The color of time

Stillness 6-18: I’ve always taken for granted my synesthesia. Synesthesia, typically regarded as a neurological disorder, is a condition that enables us to experience a sense, like sight, through the lens of another, like sound. The Ancient Greek root of the word means to “perceive together.” It might happen when we hear someone’s name and taste vanilla. Or we see a musical instrument and we sense cold or heat. We might hold a stone and hear a sound. Many artists, including Vincent Van Gogh, were synesthetes (Van Gogh describes hearing a musical note and seeing it as a color). The composer Messiaen, who was also a colored-hearing synesthete, describes seeing moving colors when he heard music and in his teaching he actually notated colors.

Growing up, I saw words as colors. When I heard the word “Thursday,” it showed up as a sort of dusty orange. When I heard the word for a number, like two, I saw a cheerful fire-engine red. As a writer, this made writing similes and creating metaphors easy. Don’t names of people always show up with a shimmering sort of color around them?

Although it’s considered a sort of neurological disorder or aberration, it seems to me that synesthesia is more like extra-sensory perception. I also see it as a tremendous gift, and especially beautiful since it is a gift we can all cultivate. Hearing what we see, touching what we hear, smelling a color, or tasting a word takes us into a whole new vibration of experience. Practicing interweaving and creating unusual correspondences between our senses expands our imagination and opens our heart to a world beyond our purely physical one. It deepens and enlivens all our experiences.
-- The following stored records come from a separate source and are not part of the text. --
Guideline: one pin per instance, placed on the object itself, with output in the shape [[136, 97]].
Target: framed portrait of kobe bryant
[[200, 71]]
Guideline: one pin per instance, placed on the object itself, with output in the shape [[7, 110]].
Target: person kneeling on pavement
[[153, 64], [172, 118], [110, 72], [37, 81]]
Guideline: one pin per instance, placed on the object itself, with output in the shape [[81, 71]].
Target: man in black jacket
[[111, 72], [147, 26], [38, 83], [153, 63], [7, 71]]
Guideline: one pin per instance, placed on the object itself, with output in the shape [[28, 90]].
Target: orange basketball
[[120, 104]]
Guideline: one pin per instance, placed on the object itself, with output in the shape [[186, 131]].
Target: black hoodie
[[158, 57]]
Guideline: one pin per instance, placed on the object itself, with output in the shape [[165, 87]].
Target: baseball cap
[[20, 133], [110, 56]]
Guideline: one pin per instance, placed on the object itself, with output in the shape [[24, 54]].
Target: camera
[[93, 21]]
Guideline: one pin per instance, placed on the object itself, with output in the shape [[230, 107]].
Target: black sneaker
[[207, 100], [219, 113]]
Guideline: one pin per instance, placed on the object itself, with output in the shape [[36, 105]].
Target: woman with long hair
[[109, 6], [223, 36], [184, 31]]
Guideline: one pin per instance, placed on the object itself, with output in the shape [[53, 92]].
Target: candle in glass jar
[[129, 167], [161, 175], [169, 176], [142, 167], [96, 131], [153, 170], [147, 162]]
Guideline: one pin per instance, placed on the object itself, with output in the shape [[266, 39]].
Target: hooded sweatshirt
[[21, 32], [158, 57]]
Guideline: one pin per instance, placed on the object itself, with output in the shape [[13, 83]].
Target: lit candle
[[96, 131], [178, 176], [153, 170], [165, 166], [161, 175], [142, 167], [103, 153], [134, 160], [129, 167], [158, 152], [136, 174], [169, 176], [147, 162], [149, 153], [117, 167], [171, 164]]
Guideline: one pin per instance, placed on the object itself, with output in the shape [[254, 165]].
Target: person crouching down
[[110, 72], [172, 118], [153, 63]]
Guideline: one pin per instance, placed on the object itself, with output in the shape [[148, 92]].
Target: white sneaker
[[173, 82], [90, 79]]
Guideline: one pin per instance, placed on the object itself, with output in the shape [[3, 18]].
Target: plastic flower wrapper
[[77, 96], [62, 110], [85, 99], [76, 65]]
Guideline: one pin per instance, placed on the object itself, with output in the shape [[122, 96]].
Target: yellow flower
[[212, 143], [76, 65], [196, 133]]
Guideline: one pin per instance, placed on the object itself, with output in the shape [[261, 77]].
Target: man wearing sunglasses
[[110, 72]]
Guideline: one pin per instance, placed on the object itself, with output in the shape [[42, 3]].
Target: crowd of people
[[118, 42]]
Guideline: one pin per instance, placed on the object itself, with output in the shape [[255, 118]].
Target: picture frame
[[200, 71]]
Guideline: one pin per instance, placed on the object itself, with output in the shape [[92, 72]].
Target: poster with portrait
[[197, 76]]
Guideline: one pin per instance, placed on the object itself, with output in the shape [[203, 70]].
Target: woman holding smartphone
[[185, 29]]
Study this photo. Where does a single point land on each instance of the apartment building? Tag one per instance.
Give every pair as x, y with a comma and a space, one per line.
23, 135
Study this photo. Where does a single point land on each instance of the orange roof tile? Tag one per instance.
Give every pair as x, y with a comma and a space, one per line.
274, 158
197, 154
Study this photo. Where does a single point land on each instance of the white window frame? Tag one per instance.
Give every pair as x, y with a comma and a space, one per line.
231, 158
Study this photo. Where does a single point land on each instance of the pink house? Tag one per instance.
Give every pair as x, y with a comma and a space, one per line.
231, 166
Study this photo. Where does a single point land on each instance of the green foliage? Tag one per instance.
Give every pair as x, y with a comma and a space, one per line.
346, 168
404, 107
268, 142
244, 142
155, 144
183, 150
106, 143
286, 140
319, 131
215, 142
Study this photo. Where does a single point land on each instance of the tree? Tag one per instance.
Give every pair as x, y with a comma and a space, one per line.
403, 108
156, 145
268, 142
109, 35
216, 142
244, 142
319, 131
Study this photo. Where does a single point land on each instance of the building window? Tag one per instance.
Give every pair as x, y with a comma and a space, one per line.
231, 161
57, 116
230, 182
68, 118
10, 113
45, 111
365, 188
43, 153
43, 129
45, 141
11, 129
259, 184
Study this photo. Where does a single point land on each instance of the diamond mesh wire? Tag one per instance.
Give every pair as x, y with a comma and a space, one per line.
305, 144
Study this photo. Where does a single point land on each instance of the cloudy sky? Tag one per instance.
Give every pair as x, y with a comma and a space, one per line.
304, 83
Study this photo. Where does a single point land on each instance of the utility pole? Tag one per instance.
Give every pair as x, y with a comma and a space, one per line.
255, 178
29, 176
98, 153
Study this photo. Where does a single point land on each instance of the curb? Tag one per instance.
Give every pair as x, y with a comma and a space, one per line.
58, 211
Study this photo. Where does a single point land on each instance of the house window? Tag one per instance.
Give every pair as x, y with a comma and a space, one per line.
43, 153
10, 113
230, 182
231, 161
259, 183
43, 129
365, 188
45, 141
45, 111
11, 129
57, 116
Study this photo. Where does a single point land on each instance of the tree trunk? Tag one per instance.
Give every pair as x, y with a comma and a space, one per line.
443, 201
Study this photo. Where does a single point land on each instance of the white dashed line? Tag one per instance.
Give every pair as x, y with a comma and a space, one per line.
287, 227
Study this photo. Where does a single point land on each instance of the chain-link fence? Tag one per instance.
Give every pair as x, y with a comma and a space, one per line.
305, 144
Here’s a practice with which to begin: start by noticing the time and correlate it with a color. What does two p.m. feel like? What about eight o’clock? It may feel forced at first, but after a while it will become more natural.

Then don’t limit yourself to colors. Play the metaphor game: If eleven o’clock were a taste, what would it taste like? If five o’clock were a touch, how would it feel? What does noon smell like? What is the shape of going to bed? If you touched a note of music how would it feel? If you tasted the flight of a bird, how would it taste? When you see a friend in your mind’s eye, what color are they? If you’re stuck, make it up. Surround them with a color. The more you activate your ability to combine your senses, the more natural it becomes in your daily life.

And, if you’re interested in exploring the realm of spirit, particularly mediumship and understanding what happens when we die, as I am, this practice is even more useful. When we die, we don’t have a brain or a body, but we do have Awareness and a continued sentient consciousness. The more we develop and transform the realm of our senses, the more natural that transition becomes. We can even learn to experience that Awareness while we are physically alive, which is what we do when we connect with people who have died. Everyone can do this—it just takes intention and practice.

Whatever you use it for, practice of intermingling and transforming the seeming limitations of your senses to be tremendously healing and freeing. Expand your awareness beyond your senses and their correlation to your brain. If you don’t, you’ll be stuck where you are, which is in a physical, constraining container. But your imagination is as limitless and unconstrained as you allow it to be! Practicing your innate synesthesia is a way not just to open yourself to spirit, but to remember who you really are: imaginative and free, beyond thinking, beyond analyzing, and even beyond physical sensation.